I produttori avranno tre anni di tempo per adeguarsi al nuovo standard di 60 mg/kg. Incentivato l’uso di materiali ecosostenibili

Foto Ansa EPA/HOTLI SIMANJUNTAK

Attualmente, solo il 5% dei rifiuti di materiale organico viene riciclato e utilizzato come fertilizzante. Secondo le stime, se venissero riciclati più rifiuti organici, si potrebbe sostituire fino al 30% di fertilizzanti non organici. L'Ue importa più di 6 milioni di tonnellate di fosfato di roccia all'anno, ma potrebbe recuperare fino a 2 milioni di tonnellate di fosforo da fanghi di depurazione, rifiuti biodegradabili, residui di carne e ossa o letame, secondo la Commissione. Quasi la metà dei fertilizzanti sul mercato dell'Ue non è coperta dalla legislazione vigente. Il nuovo regolamento sui fertilizzanti, che sostituirà quello precedente in vigore dal 2003, comprende tutti i tipi di fertilizzanti: minerali, organici, ammendanti, materie agricole e così via.

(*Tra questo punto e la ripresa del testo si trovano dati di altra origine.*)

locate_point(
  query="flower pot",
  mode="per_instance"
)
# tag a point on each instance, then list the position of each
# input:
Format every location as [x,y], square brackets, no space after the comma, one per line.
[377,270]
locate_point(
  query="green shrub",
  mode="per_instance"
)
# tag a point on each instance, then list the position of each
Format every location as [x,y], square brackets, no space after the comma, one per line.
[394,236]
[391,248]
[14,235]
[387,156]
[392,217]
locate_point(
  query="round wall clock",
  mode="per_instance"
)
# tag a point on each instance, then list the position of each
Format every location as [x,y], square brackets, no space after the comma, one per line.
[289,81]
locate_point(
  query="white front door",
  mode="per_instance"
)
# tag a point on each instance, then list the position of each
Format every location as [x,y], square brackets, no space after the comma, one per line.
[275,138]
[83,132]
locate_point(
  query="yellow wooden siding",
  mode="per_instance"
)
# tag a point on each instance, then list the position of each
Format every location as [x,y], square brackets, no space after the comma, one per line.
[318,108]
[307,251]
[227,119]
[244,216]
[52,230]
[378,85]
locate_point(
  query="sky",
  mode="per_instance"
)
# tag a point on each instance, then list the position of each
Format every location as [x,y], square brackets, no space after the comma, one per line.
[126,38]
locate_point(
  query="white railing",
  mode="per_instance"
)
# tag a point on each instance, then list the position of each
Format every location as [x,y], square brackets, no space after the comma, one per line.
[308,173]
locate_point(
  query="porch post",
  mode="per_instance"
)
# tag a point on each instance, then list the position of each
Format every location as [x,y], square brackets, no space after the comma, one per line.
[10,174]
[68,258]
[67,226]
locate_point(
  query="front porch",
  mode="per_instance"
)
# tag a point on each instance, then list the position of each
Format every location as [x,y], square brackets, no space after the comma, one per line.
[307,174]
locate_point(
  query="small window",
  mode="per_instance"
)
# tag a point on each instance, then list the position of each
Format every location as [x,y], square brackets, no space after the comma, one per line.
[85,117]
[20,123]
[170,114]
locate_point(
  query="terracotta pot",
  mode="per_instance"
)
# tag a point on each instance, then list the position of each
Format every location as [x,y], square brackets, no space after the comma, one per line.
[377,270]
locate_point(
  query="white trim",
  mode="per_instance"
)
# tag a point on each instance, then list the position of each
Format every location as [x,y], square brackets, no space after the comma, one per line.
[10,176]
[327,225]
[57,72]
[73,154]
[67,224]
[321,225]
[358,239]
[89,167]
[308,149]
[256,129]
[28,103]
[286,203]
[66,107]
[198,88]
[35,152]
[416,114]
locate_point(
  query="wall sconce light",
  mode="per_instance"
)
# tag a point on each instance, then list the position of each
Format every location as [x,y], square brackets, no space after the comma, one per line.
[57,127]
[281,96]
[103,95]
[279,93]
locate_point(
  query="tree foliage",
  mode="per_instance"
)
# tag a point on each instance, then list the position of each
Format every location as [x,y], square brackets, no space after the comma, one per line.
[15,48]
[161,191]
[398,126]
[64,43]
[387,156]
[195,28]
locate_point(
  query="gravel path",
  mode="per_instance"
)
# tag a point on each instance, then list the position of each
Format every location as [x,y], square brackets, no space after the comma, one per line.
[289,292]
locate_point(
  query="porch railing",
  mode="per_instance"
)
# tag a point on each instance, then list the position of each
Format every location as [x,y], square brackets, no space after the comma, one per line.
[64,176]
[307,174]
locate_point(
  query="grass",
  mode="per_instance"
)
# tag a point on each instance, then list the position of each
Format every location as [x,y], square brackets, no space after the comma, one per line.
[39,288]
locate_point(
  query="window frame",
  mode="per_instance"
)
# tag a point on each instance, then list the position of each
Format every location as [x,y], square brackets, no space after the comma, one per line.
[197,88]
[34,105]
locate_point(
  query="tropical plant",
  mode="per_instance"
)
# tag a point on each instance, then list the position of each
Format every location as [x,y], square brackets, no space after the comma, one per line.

I negoziatori del Parlamento e del Consiglio hanno raggiunto un accordo provvisorio sulle nuove norme che facilitano l'accesso al mercato unico dell’Ue di fertilizzanti ottenuti da materiali organici o riciclati e fissano limiti per il cadmio. Il testo concordato introduce limiti per i metalli pesanti nei fertilizzanti fosfatici per ridurre i rischi per la salute e l'ambiente. Il limite per il contenuto di cadmio nei concimi fosfatici "marchiati CE" sarà di 60 mg/kg a partire dalla data di applicazione del regolamento, vale a dire tre anni dopo la sua entrata in vigore. Una clausola di riesame impone alla Commissione europea di rivedere i valori limite, al fine di valutare la fattibilità di ridurli, quattro anni dopo la data di applicazione delle nuove norme. 

I legislatori europei hanno inoltre previsto l’uso di un'etichetta volontaria "basso cadmio” per i prodotti con un contenuto di cadmio inferiore a 20 mg/kg. Le attuali norme dell'Ue sui fertilizzanti riguardano principalmente i fertilizzanti convenzionali, tipicamente estratti dalle miniere o prodotti chimicamente, con un elevato consumo di energia e produzione di Co2. La mancanza di uniformità tra norme nazionali rendono difficile la vendita e l'uso di fertilizzanti organici da parte dei produttori attraverso il mercato unico europeo. 

La nuova legislazione promuove quindi un maggiore uso di materiali riciclati per la produzione di fertilizzanti, contribuendo così a sviluppare l'economia circolare. Si facilita inoltre l'accesso al mercato di fertilizzanti organici innovativi, che offrirebbe agli agricoltori e ai consumatori una scelta più ampia e promuovere l'innovazione verde. Infine si stabiliscono criteri di qualità, sicurezza e rispetto ambientale per i fertilizzanti commercializzati all'intero del mercato unico dell’Ue.